I can’t play the violin. I can’t ballet dance. I can’t sing a song. I can tell a story but I can’t tell you how I do it. It’s a god-gifted talent. But I do work very hard in my beautiful home in London or my home in Cambridge. I am a slave, I am a workaholic. Because I have always believed that energy plus talent and you are a king, talent and no energy and you are a pauper and energy and no talent and you can still be a prince.

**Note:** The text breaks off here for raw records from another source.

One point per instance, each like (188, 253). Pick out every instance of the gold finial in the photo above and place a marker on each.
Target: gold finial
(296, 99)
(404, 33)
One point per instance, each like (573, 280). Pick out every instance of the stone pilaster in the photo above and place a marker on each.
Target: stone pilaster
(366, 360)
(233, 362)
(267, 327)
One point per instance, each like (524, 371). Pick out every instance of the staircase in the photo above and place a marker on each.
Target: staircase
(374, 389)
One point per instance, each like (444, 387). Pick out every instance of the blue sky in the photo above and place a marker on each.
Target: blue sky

I had the privilege of being edited by the great Corlies Smith, who edited JD Salinger. And he told me that if you get yourself into a hole, actually make it twice as difficult. The reader becomes far more passionate as to how you will get out and if you see an easy way out, the reader will also see an easy way out. He taught me that. At the end of Only Time Will Tell, I made it almost impossible for me to get out and it took me nine months to get out. When I first wrote Kane and Abel, I wrote a 120 pages of Kane and then a 120 pages of Abel and then they met. Corlies rang me up from the United States and he told me that he wanted a big change before we met. He said, I want three pages of Abel, three pages of Kane, six pages of Abel, six pages of Kane, 12 pages of Abel, 12 pages of Kane, 20 pages of Abel, 20 pages of Kane and then they meet. Because at the moment you get so excited about Abel, you don’t want to meet Kane and when you read the Kane portion, you get so excited about Kane, you don’t want to meet Abel. Everything was there in those 240 pages. But it was his genius as an editor that he spotted what needed to be done. And that great man once summed up the difference between a writer and an editor — the first draft. Very cruel line!

In a short story you have to know the last line because there’s always a twist in all my short stories. And that’s only 20 pages. In a novel, I vaguely know where I am going from a third of the novel.

I love storytellers. I have to tell you that I have not gone beyond page 17 of Ulysses. Come on, how many of you have read Patrick White? Two, three, four of you? How many of you have read RK Narayan? All of you. I love Narayan. I love Francis Scott Fitzgerald. What a miracle command over the language. I love Charles Dickens… his minor characters were more important than the major characters. I love (Alexandre) Dumas’s The Count of Monte Cristo. I love 39 Steps. I want a beginning, middle and end. I want to turn the page.

I don’t want the Nobel Prize. What I want is another 100 million readers. Roald Dahl told me, you are my successor.... Now they are giving me awards in France and Germany. But I was always referred to as the cheap storyteller, the airport novelist. I had to live with that.